Being a house sitter imposes a great deal of responsibility. Free accommodation is great and just one of the benefits of house sitting, but you have to remember services are being traded for the privilege to stay in the home owners home. It is not just a free holiday.
There needs to be a high level of understanding on how to maintain a home and animals if there are any. Being a home owner is a lot of work and problems do arise constantly so you need to be flexible and adaptable in those times of need. As the house sitter you need to prepare a plan of action to get these problems fixed in a timely manner when they do arise.
Here are just a few examples from our experiences of being house sitters that may come into play while you are on the job. Termites infestation, problematic tick issues, home owners dinning room table breaking, fly issues, faucet leaking, door broken then fixed only to have another portion of the door broken, dog has constant diarrhea, the list goes on.
It is important that house sitters understand the level of care a home and animal require before agreeing to a job. House sitters should be able to step in to a home and stay on the regular routine of maintenance and pet care. Animals are just like kids, they want to have routine and are in need of great love and affection. If you have never owned a home or animals before I suggest you do research on the subjects before creating your advert online. Here are some helpful webpages to get you started as a house sitter……
Being a house sitter can be a lovely adventure and money saver but it does come with a price of time. If you have time to take great care of the homes and animals then its a win-win for everyone involved.
As a house sitter you should never look at it as just “free accommodation” because in fact it isn’t free, it takes a great deal of your time to manage a home, property, and pets. We all know the saying “time is money” and isn’t that the truth, so please consider these factors before committing to a gig as a house sitter.
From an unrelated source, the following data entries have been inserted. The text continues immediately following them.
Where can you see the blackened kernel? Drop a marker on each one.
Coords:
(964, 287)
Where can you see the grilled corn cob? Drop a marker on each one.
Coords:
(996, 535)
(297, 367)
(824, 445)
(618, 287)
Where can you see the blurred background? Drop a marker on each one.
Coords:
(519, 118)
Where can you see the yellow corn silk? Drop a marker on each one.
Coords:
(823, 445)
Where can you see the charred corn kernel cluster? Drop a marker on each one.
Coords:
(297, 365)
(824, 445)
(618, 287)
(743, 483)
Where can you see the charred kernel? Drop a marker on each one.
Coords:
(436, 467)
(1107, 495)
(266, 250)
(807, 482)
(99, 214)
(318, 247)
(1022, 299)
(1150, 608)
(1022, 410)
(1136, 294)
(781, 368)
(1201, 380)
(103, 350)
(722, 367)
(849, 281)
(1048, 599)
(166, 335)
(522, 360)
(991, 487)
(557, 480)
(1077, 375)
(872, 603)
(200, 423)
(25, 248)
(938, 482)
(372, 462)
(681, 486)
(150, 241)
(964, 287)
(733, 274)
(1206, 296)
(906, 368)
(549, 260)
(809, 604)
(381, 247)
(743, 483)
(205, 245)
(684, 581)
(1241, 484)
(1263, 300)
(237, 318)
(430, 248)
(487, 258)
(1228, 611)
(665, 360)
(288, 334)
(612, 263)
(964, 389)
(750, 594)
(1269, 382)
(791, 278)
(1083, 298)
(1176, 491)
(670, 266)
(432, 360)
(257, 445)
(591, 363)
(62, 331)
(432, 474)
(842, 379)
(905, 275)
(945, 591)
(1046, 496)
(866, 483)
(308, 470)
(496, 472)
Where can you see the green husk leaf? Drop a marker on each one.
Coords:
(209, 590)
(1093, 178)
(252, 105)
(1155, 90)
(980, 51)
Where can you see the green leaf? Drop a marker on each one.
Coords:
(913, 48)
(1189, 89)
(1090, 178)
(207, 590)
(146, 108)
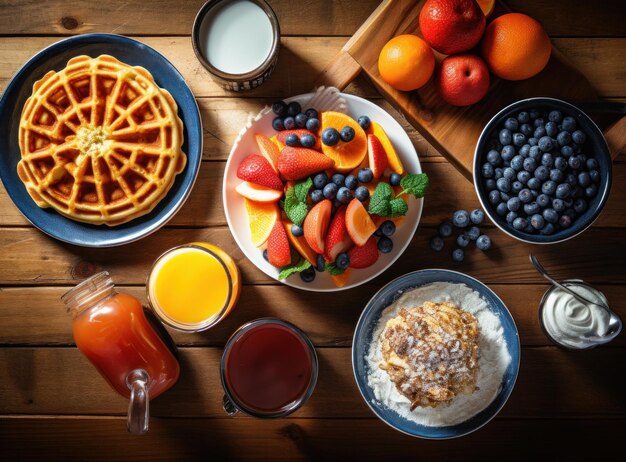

If you are new to this amazing community of house sitters, I encourage you to start with small gigs such as adverts with only the home to look after. Once you’ve completed a few of these and are confident move on and try stepping into a home with an animal, perhaps a cat to start since they are typically lower maintenance than a dog. After you have a few of these under your belt you will be a more mature house sitter. Now its time to step into a home with pups and maybe a yard to maintain. By now your confidence as a house sitter should be souring and ready to tackle more responsibility in the house sitting world. 🙂
Happy travels and happy house sitting!